克の帰ってきたよ千葉県に日記(最終回) 2002.3.12

今日、約一ヶ月間の実家での生活を終えて千葉へ帰ることにした。
ほんとは今13日だけど、12日のふりして書くことにしよう。
今日の昼飯はうまかったなぁ。何食べたっけなァ。


地元から千葉の家へは、約5時間電車に揺られて帰ることになる。
長い電車の旅。

1ヶ月実家で快適に過ごしたということは、1ヶ月の間部屋を空けていたことに等しい。
いつもこの長い旅路の途中で懸念するのは千葉の部屋の様子である。
『泥棒に入られてないかなー』とか『急を要する手紙が届いてないかなー』とか、そういう心配は全くしていない。

俺が危惧するのは奴の存在だけである。
そう。
奴の名は『ゴ○○○』

人間の歴史など無視できるほどに大昔から地球に存在する奴ら。
大きさ、色、形、奴らの中にも様々な種類があるが、どれも見た瞬間奴だとわかるグロテスクぶりを遺憾なく発揮している。
その体内にはサルモネラ菌をはじめとする多種多様な菌が住み着き、我ら人間を恐怖のどん底へと突き落とす。

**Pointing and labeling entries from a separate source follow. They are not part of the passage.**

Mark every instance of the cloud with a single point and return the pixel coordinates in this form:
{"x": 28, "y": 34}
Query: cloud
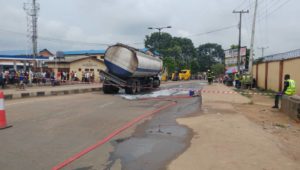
{"x": 111, "y": 21}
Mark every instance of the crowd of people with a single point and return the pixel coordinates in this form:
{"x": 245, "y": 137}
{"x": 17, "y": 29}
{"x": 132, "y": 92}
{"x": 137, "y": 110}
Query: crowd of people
{"x": 21, "y": 78}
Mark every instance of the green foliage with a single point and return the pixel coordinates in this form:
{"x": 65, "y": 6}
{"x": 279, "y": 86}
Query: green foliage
{"x": 218, "y": 69}
{"x": 180, "y": 53}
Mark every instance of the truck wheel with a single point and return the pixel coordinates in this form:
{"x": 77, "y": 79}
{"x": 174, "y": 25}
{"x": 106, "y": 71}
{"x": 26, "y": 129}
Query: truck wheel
{"x": 114, "y": 90}
{"x": 156, "y": 83}
{"x": 138, "y": 86}
{"x": 131, "y": 89}
{"x": 106, "y": 89}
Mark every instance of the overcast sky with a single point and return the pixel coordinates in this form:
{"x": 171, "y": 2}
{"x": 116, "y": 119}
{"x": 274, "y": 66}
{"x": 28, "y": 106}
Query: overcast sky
{"x": 87, "y": 24}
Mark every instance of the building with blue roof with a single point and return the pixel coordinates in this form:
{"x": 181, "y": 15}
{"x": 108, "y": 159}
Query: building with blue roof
{"x": 22, "y": 59}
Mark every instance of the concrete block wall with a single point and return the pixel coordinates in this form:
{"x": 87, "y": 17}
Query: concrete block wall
{"x": 290, "y": 105}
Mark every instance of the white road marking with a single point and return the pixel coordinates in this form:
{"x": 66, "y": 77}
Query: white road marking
{"x": 106, "y": 104}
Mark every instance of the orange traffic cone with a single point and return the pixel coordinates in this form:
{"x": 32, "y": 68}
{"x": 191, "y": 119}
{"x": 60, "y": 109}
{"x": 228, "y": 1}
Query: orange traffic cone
{"x": 3, "y": 124}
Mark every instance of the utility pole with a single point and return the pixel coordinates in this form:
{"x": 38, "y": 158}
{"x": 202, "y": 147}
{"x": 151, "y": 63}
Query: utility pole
{"x": 32, "y": 11}
{"x": 159, "y": 33}
{"x": 252, "y": 40}
{"x": 240, "y": 30}
{"x": 263, "y": 50}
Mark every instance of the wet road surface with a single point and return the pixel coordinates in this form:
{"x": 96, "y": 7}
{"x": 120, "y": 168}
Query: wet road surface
{"x": 159, "y": 140}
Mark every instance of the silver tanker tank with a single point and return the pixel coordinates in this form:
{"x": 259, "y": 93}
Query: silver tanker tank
{"x": 124, "y": 61}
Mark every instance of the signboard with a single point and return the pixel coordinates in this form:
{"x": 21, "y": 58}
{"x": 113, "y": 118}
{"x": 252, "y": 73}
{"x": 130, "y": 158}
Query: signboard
{"x": 231, "y": 53}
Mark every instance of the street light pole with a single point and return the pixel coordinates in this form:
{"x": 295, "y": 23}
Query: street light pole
{"x": 159, "y": 33}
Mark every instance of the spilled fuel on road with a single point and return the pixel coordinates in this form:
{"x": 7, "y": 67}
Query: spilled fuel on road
{"x": 161, "y": 139}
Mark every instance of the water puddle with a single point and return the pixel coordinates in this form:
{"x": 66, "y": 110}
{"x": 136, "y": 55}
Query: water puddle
{"x": 157, "y": 141}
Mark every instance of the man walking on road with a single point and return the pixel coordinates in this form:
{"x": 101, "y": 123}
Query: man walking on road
{"x": 209, "y": 77}
{"x": 289, "y": 89}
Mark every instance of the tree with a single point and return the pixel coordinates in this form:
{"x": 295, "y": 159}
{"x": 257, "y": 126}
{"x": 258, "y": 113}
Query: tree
{"x": 181, "y": 50}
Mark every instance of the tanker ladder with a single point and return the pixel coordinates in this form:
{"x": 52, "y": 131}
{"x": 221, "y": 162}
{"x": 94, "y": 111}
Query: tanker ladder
{"x": 111, "y": 83}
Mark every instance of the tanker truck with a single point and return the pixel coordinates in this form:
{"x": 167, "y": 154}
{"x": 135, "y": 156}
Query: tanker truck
{"x": 129, "y": 69}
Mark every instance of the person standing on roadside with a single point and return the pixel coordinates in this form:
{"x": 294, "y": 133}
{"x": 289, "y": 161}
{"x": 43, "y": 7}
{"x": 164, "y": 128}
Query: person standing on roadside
{"x": 209, "y": 77}
{"x": 289, "y": 89}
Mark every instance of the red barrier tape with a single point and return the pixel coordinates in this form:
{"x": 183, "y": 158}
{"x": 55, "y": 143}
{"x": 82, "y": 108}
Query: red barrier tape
{"x": 106, "y": 139}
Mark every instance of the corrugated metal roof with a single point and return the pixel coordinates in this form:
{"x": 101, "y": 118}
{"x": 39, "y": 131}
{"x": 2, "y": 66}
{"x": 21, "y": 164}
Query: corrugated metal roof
{"x": 72, "y": 58}
{"x": 22, "y": 57}
{"x": 16, "y": 52}
{"x": 83, "y": 52}
{"x": 283, "y": 56}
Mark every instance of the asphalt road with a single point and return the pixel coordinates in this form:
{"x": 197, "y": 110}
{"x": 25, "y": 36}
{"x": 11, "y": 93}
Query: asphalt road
{"x": 48, "y": 130}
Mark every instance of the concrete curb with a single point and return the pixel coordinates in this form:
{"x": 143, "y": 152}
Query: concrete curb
{"x": 27, "y": 94}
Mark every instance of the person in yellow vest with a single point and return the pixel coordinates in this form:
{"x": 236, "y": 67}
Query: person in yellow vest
{"x": 289, "y": 89}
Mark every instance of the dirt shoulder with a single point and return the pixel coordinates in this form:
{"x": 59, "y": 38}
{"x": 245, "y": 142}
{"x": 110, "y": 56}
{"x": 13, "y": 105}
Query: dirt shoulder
{"x": 233, "y": 132}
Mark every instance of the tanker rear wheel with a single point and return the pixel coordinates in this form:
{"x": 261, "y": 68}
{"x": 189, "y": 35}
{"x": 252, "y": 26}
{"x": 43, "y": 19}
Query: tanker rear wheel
{"x": 131, "y": 87}
{"x": 109, "y": 89}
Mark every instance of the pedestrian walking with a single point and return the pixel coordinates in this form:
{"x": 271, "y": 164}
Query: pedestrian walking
{"x": 289, "y": 89}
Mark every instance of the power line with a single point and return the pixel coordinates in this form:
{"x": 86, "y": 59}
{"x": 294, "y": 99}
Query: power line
{"x": 199, "y": 34}
{"x": 273, "y": 11}
{"x": 57, "y": 39}
{"x": 213, "y": 31}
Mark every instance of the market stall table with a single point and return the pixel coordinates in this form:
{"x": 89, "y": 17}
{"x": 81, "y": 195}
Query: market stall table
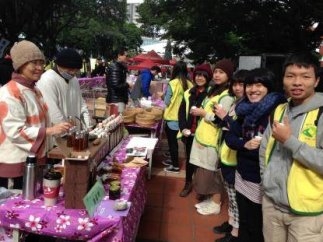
{"x": 75, "y": 224}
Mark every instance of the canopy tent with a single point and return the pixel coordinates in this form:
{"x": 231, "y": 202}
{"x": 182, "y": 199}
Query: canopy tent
{"x": 146, "y": 64}
{"x": 151, "y": 55}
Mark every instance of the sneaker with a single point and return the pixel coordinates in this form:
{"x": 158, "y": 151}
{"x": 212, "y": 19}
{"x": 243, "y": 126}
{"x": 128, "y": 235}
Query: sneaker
{"x": 167, "y": 162}
{"x": 166, "y": 154}
{"x": 172, "y": 169}
{"x": 223, "y": 228}
{"x": 228, "y": 238}
{"x": 211, "y": 208}
{"x": 203, "y": 203}
{"x": 186, "y": 190}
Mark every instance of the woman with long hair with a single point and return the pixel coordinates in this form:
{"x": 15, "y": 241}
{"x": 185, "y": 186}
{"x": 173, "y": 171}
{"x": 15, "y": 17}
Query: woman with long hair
{"x": 178, "y": 84}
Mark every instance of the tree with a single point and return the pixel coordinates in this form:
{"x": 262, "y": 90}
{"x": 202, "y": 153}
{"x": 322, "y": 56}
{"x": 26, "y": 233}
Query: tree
{"x": 228, "y": 28}
{"x": 97, "y": 27}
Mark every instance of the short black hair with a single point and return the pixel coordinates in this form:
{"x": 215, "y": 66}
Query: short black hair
{"x": 238, "y": 76}
{"x": 156, "y": 68}
{"x": 302, "y": 59}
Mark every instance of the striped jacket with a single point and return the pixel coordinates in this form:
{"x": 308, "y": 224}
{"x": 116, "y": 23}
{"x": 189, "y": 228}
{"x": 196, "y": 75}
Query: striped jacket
{"x": 23, "y": 122}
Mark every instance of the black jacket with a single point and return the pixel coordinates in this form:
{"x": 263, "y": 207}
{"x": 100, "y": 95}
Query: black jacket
{"x": 116, "y": 83}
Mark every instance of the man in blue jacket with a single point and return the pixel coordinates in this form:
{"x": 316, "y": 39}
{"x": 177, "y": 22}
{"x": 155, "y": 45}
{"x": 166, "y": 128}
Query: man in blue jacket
{"x": 142, "y": 84}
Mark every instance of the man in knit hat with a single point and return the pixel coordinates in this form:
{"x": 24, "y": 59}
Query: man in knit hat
{"x": 61, "y": 89}
{"x": 23, "y": 118}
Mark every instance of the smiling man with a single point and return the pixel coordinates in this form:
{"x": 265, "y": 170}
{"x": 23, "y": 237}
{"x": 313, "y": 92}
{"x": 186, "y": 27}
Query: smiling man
{"x": 61, "y": 89}
{"x": 291, "y": 157}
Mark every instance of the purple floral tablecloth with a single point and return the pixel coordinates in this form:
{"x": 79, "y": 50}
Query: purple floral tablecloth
{"x": 33, "y": 216}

1匹や2匹なら俺も人間の代表として奴と戦う覚悟は出来ている。
たしかフマキラーは玄関先に置いておいた。
そいつを奴に向かって発射すればいとも簡単に勝利を手にすることができるであろう。

しかし、奴らが大量に発生していたらどうか。
ドアを開けた途端に聞こえる奴らのざわざわと動きまわる音。
突然ドアが開いたことに驚き、飛びはじめる者もいるかもしれない。
足の踏み場も無いほどに奴らで埋め尽くされていたら・・・。

俺はそんなことを考えながら5時間、電車に乗っているのである。


午後9時を少しまわった頃。
俺は部屋のドアの前に着いた。

耳を澄ますが何も聞こえない。
見慣れたドアが、今日だけは竜王の待つ大城の門のように感じられる。

俺は勇気を振り絞ってカギをまわし、部屋に入った。

暗く静まり返った室内。

電気を付けると、どうやら奴の大量発生は防げたらしいことがわかる。

しかし油断してはならない。
もともと奴らは隠れることを最も得意としているのだ。

奴らが現れるのは食べ物のある場所であることが多い。
帰省するときに片付けたはずの流しに目をやる20歳の若き青年克。
克はそこを見た瞬間、奴との戦いが避けられたことを知った。
しかし、克は同時に新たな強敵と対峙してしまったのである。

流しに置かれていたのはカップラーメンのトレイ。
中には帰省直前に食したと思われるスープが少し残っており、そこにはオビタダシイ量のカビが!!!!!
なんか変な匂いがするとは思っていた。

なんでこれだけ片付けて帰省しなかったんだ俺は・・・。

急いでそれをそっと持ち上げ、スーパーの袋に入れ、ゴミ捨て場に走った。


勝った・・・!

俺は全ての敵を倒し、さっき買って来たばかりのコンビニ弁当を食べることにした。
まだ部屋はカビ臭いけど、すぐ消えるだろう。


しかし、その俺の予想は覆されることになる。
数時間経っても匂いが消えない。
匂いの元であるカビは、トレイごとゴミ捨て場に葬ったはず。

まだどこかにカビが・・・。

太古の昔から、人間は『見えないこと』や『わからないこと』など、知覚しきれないものに恐怖を抱いてきた。
それらの恐怖は幽霊やUFOなどの空想の産物を生み出し、今でもそれらは根強く残っている。
このことは、科学が進歩した現代においても、その恐怖が生き残っていることを示している。


家中探すが見当たらない。
俺にできるのは、明日には匂いが晴れていることを願って風呂に入って寝ることのみ。


お休みみんな・・・。
俺は決してカビなんかには負けない。
そう・・・、明日は清清しい気分で目覚められるのだから(タブン)。












※結果が気になる人は克に直接聞いてみよう。無視するから。